Racial History and Restrictive Covenants

Information received from the family of Jack and Mae Nash, founding members of our church.

Written by church goer born in 1929:

“As far as I know we never had a person of color attend the church until sometime after I left in 1960. No colored people lived in the area. I don’t know about rules for living in the area. When I went to Grant, a Chinese boy entered and lasted about one week. Other than that, we had no blacks, Asians or Hispanics in high school. I graduated in 1947. When I went to Alameda we never had a student of color, or Asian or Hispanic. We had a few Jewish students, even they had a hard time.

From Sally Tunstall Arvidson:

“I also attended Alameda and Grant (class of 1963) and only recall a few students of color – one was student body president and a few football players. I have very few recollections of church (except we always had to sit in the same place and wear a hat).”

From Julie Tunstall:

“I can remember two black girls at Alameda in the 60’s. One was very quiet, the other was fun to play with on the playground. Don’t know anything about where they lived. Looking back, it’s odd that our neighborhood was so white when it seemed there were so many more black people as far away as Union Avenue.”

From interview with Mark and Jane Cotton:

They moved into the Beaumont neighborhood in 1963. During their house hunt they first worked with a realtor who told them not to buy a home below 24th or 15h, they couldn’t agree which, because blacks lived there. At that point they asked for a different realtor. Mark says that the deed to their home on NE 40th still said that blacks were not to be in the neighborhood after 6:00 pm unless they were servants. In the late sixties a black couple did move into the home behind them.

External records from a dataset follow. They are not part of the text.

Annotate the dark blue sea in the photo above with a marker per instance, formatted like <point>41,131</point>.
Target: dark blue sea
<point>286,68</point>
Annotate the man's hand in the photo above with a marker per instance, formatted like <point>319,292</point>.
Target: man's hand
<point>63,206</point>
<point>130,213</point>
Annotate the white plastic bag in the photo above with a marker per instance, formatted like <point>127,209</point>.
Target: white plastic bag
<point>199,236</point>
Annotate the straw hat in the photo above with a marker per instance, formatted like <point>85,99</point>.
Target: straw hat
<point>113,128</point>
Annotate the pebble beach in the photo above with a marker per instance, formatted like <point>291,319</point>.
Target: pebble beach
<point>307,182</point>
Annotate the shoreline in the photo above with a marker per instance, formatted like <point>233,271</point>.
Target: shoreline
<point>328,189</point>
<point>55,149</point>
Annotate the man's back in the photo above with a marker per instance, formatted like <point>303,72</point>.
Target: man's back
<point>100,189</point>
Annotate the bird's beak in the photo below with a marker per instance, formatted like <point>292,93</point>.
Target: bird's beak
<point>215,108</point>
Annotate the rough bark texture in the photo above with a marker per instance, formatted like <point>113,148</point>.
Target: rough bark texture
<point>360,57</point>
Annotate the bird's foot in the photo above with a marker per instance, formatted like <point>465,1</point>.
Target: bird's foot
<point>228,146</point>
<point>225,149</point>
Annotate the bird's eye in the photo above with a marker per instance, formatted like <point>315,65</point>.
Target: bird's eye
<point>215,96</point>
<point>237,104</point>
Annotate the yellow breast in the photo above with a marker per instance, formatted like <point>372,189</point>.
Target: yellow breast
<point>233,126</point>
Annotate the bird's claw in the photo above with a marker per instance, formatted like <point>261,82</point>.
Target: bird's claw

In the 60’s there were no blacks attending Fremont. The congregation had about 200 members, lots of couples where both were active. There was an active church school program including two adult classes that had about 30 total members.

By looking at old directories, Jane was able to see that there was an adopted black teenager who came with her family in the early 1970’s. Azel and Mary Geneva Savage were members of the church in 1977 and Cynthia MacLeod (Thomas) came with her sons soon after. Helloise and Shelton Hill joined by 1987. Following that time there were a few mixed race couples, Bill and Julie Diaz, Mark and Elizabeth Williams. Kezia Wilson was born to Geri Wilson in 1987.

Memories from Trudy Pollard who attended Woodlawn UMC:

She remembers that her parent could not buy a home in the Alameda area. The blacks who attended Woodlawn and Hughes Memorial spoke of Fremont as being the rich white church and didn’t feel that blacks would be welcome there. In the late 1980’s Pastor Luther Sturtevant of Woodlawn and Pastor Dan Pitney of Fremont began to build a relationship between the two congregations.

[1] First Peoples in the Portland Basin


[3] Taken from the Celebrating 75 Years congregational book at Fremont UMC.